The top out action of the gas spring may be controlled by making the spring a self-contained mechanical assembly inside the post instead of making it integral to the post. Top out cushioning can then be incorporated internally to this self-contained unit. This requires the use of higher, less practical gas pressures due to the necessarily smaller shaft and piston sections in the spring unit, or else supplementing of the gas spring by putting it in series with a coil spring. This also requires the expense of a separate containment vessel along with additional mechanical parts. Weight is increased, thereby negating part of the advantage of the gas spring design.
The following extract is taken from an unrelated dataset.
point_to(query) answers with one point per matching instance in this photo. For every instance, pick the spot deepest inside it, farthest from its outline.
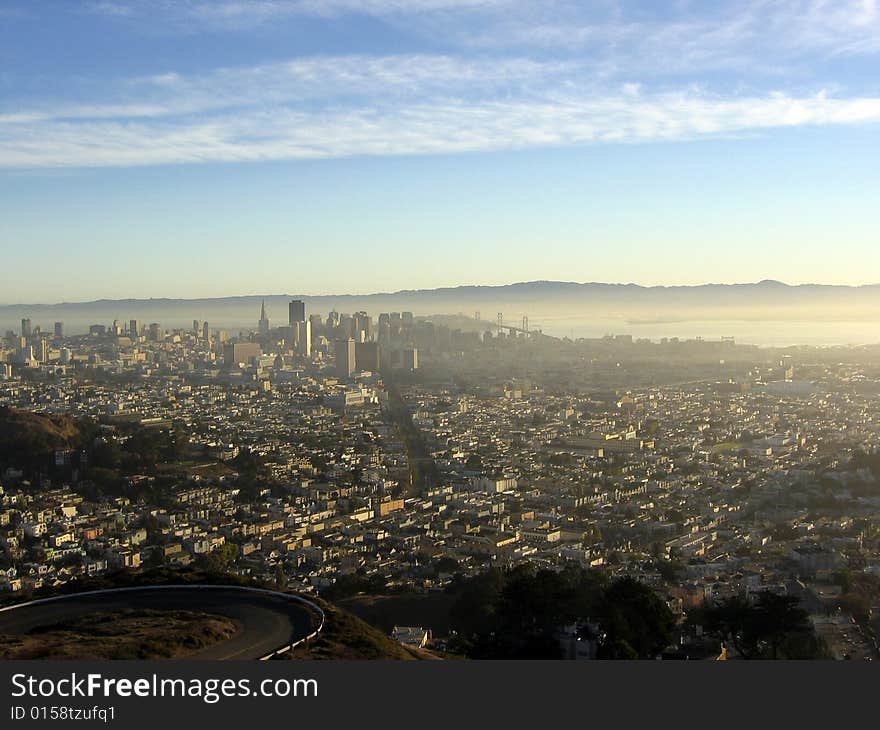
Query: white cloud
(439, 126)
An alternate method for maintaining rotational alignment and arresting extension of the telescoping members is to fix a pin or plug of rigid material across the inside diameter of the outer member. This pin traverses an elongated slot extending through the inner member. The slot moves up and down over the pin during compression and extension. The extension stop is the lower extremity of the slot. When the inner member extends upward to the point where the bottom of the slot contacts the underside of the pin, top out occurs. Prior application of this design incorporates no provision for top out cushioning sufficient for use with an integral gas spring.
The need therefore exists for a telescoping seat post that has the performance and weight advantages of an integral fluid or gas-damped gas spring, including sufficient means for cushioning top out on re-extension.
The invention is a seat post for mounting between a frame and a seat of a cycle. The seat post comprises an outer member having a cylindrical bore defined by a sidewall. The sidewall has an inner cylindrical surface and a floor at one end of the bore. An inner member has a sidewall with a cylindrical outer surface and an end forming a piston. The piston extends into the cylindrical bore of the outer member with the outer cylindrical surface of the inner member slidingly, sealingly engaging the inner cylindrical surface of the outer member. This configuration forms a variable volume chamber in the outer member defined by the inner cylindrical sidewall, the piston and the floor. A port is formed in the piston end of the inner member and opens to the variable volume chamber. A fixed volume chamber is formed in the inner member, and is in fluid communication with the variable volume chamber through an axial fluid passage and a restrictive flow orifice formed in the inner member, and both of which are in fluid communication with the port. The fluid, preferably a gas, in the fixed volume chamber can flow into the variable volume chamber only by passing through the restrictive flow orifice, the axial fluid passage and the port.
A check valve is mounted along the axial fluid passage, for allowing at least some of the fluid in the variable volume chamber to pass into the fixed volume chamber without passing through the restrictive flow orifice when the pressure in the variable volume chamber reaches a predetermined threshold. A pair of elongated slots is preferably formed longitudinally in the sidewall of the inner member.